Open spring-projects-issues opened this issue 7 years ago • 4 comments

lnevaril opened DATAMONGO-2129 and commented

Framework spring-data-mongodb provides possibility to register own listeners for the lifecycle events through extending generic AbstractMongoEventListener<T>. All lifecycle events are processed by SimpleApplicationEventMulticaster and corresponding listeners are invoked. For each lifecycle event all listeners extending AbstractMongoEventListener are invoked even though the generic type is different and the filtering is done in AbstractMongoEventListener instances method onApplicationEvent but it could be done in the higher level in the event multicaster through existing facility. This fact has significant performance impact on the database queries (in our application by order of magnitude for findAll operations). Spring framework offers possibility to determine the type of generic events correctly by implementing ResolvableTypeProvider, for example org.springframework.context.PayloadApplicationEvent implements it. Is there any reason to not to implement the ResolvableTypeProvider interface in the MongoMappingEvent to reduce the number of invoked listeners for all lifecycle events only to the desired ones? For example during the findAll operation on collection it would reduce the overhead of calling all listeners for each collection's object.

 

Consider following example:

  There are three simple classes User, Category and Item and for each domain object there is a repository. Moreover, there are AbstractMongoEventListeners for each domain object.  

@Component
public class UserMongoEventListener extends AbstractMongoEventListener<User> {

   @Override
   public void onAfterLoad(AfterLoadEvent<User> event) {
      super.onAfterLoad(event);
   }

   @Override
   public void onAfterConvert(AfterConvertEvent<User> event) {
      super.onAfterConvert(event);
   }

   @Override
   public void onBeforeConvert(BeforeConvertEvent<User> event) {
      super.onBeforeConvert(event);
   }

}

 

@Component
public class CategoryMongoEventListener extends AbstractMongoEventListener<Category> {

   @Override
   public void onAfterLoad(AfterLoadEvent<Category> event) {
      super.onAfterLoad(event);
   }

   @Override
   public void onAfterConvert(AfterConvertEvent<Category> event) {
      super.onAfterConvert(event);
   }

   @Override
   public void onBeforeConvert(BeforeConvertEvent<Category> event) {
      super.onBeforeConvert(event);
   }

}

  

@Component
public class ItemMongoEventListener extends AbstractMongoEventListener<Item> {

   @Override
   public void onAfterLoad(AfterLoadEvent<Item> event) {
      super.onAfterLoad(event);
   }

   @Override
   public void onAfterConvert(AfterConvertEvent<Item> event) {
      super.onAfterConvert(event);
   }

   @Override
   public void onBeforeConvert(BeforeConvertEvent<Item> event) {
      super.onBeforeConvert(event);
   }

}

 

Consider there are 1000 Item objects in the database and findAll method is called on this collection. Events AfterLoadEvent and AfterConvertEvent are published for each Item document.

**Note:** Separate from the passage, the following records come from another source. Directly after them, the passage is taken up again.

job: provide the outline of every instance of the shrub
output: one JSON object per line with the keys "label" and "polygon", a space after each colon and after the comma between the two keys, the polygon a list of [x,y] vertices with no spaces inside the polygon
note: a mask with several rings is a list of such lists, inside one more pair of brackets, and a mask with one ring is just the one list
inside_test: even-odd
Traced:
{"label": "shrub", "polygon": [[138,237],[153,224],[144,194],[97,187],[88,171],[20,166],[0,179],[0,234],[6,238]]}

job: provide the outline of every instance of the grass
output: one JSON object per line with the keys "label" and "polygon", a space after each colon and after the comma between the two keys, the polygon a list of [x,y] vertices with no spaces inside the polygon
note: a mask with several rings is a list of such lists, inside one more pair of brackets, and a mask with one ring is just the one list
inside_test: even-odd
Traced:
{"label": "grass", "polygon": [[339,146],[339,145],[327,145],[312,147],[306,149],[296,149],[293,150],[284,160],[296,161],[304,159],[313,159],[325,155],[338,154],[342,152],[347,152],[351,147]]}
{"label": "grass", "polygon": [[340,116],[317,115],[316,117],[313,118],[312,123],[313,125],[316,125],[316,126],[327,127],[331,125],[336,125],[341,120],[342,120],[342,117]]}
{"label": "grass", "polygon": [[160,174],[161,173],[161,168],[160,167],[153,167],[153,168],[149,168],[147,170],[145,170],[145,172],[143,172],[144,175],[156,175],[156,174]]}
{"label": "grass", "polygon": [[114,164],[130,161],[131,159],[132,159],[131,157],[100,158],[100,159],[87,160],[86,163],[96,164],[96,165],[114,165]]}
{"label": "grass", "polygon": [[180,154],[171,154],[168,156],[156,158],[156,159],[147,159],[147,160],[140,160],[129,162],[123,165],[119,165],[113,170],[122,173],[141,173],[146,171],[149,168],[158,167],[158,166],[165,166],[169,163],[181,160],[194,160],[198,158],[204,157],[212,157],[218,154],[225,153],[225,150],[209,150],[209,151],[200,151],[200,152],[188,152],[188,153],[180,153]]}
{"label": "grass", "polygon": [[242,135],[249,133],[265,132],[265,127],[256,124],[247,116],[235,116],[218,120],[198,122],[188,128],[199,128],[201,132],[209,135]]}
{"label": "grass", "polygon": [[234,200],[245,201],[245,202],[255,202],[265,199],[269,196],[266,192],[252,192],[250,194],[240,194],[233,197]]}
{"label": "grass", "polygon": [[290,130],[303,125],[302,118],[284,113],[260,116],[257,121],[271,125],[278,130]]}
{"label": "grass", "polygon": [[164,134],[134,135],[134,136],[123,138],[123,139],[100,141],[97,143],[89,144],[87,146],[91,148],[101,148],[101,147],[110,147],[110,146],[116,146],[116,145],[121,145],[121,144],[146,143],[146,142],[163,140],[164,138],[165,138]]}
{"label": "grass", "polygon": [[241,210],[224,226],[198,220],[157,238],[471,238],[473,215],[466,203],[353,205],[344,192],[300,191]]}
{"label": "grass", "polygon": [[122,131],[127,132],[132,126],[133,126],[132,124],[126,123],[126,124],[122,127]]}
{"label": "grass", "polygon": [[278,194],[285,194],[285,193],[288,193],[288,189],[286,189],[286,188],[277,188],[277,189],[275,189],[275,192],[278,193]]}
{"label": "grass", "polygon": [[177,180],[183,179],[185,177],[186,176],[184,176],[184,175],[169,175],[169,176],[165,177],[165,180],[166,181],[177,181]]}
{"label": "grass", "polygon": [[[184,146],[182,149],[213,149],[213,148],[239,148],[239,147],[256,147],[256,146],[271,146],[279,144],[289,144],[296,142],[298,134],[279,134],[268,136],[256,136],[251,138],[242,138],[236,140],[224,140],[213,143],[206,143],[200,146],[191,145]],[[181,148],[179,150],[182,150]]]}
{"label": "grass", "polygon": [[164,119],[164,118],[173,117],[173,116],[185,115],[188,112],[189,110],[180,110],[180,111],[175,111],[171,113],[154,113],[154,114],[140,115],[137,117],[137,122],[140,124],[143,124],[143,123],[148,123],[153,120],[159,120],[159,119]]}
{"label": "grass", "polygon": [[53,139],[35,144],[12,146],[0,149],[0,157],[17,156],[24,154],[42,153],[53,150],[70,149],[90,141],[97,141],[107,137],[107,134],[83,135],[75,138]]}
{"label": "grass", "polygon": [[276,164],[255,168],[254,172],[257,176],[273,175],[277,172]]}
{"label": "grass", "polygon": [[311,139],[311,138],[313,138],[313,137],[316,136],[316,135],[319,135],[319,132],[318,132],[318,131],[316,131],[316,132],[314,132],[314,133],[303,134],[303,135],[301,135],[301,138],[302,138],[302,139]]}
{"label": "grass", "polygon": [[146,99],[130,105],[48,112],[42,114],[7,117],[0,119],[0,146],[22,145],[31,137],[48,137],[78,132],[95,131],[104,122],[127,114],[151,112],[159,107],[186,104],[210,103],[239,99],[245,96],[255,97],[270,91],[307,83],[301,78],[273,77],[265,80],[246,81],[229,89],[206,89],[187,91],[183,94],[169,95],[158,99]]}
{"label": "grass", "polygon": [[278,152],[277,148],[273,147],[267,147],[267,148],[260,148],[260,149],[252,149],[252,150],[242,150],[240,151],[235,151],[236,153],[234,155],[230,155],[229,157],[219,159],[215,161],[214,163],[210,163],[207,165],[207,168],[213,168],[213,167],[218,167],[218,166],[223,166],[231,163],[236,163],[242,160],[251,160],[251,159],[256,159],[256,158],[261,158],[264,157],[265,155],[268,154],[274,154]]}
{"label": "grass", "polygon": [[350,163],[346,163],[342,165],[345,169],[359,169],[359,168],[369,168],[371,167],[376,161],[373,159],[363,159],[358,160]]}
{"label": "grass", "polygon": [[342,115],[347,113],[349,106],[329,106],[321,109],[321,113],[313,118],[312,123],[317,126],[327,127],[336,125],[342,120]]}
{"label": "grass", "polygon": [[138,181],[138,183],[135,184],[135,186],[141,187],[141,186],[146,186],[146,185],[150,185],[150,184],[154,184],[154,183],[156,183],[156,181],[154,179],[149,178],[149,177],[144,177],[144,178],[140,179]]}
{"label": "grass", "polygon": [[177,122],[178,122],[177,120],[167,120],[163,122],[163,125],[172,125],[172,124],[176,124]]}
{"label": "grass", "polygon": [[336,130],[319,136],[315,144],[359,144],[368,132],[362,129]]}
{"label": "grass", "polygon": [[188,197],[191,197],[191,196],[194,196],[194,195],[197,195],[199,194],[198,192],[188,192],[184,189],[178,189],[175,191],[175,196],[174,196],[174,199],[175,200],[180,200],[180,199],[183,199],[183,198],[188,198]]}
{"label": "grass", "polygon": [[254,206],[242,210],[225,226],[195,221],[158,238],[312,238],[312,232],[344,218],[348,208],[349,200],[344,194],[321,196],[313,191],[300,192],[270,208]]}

  By default event multicasting is done by SimpleApplicationEventMulticaster. ResolvableType of MongoMappingEvent is org.springframework.data.mongodb.core.mapping.event.AfterLoadEvent<?>, therefore, getApplicationListeners(event, type) returns all defined AbstractMongoEventListener instances (in fact it returns all listeners registered for Spring's ApplicationEvent).  

org.springframework.context.event.SimpleApplicationEventMulticaster


@Override
public void multicastEvent(final ApplicationEvent event, @Nullable ResolvableType eventType) {
   ResolvableType type = (eventType != null ? eventType : resolveDefaultEventType(event));
   for (final ApplicationListener<?> listener : getApplicationListeners(event, type)) {
      Executor executor = getTaskExecutor();
      if (executor != null) {
         executor.execute(() -> invokeListener(listener, event));
      }
      else {
         invokeListener(listener, event);
      }
   }
}

  

This would result in 4000 unnecessary calls to listeners defined for different domain type since ResolvableType of MongoMappingEvent's does not provide information of the exact generic parameter type.

 

Is there any reason for this behavior that I do not understand? Possibly I could contribute with the pull request to extend MongoMappingEvent with the ResolvableTypeProvider.

 

Thank you


No further details from DATAMONGO-2129

spring-projects-issues avatar Nov 09 '18 09:11 spring-projects-issues

Oliver Drotbohm commented

I think this stems from the fact that AbstractMongoEventListener was created way before Spring Framework applied this intensive generics resolution for calling listener instances. Have you tried the annotation based model instead, i.e. registering an arbitrary Spring component with methods annotated with @EventListener? Does that show the same erroneous / superfluous invocations?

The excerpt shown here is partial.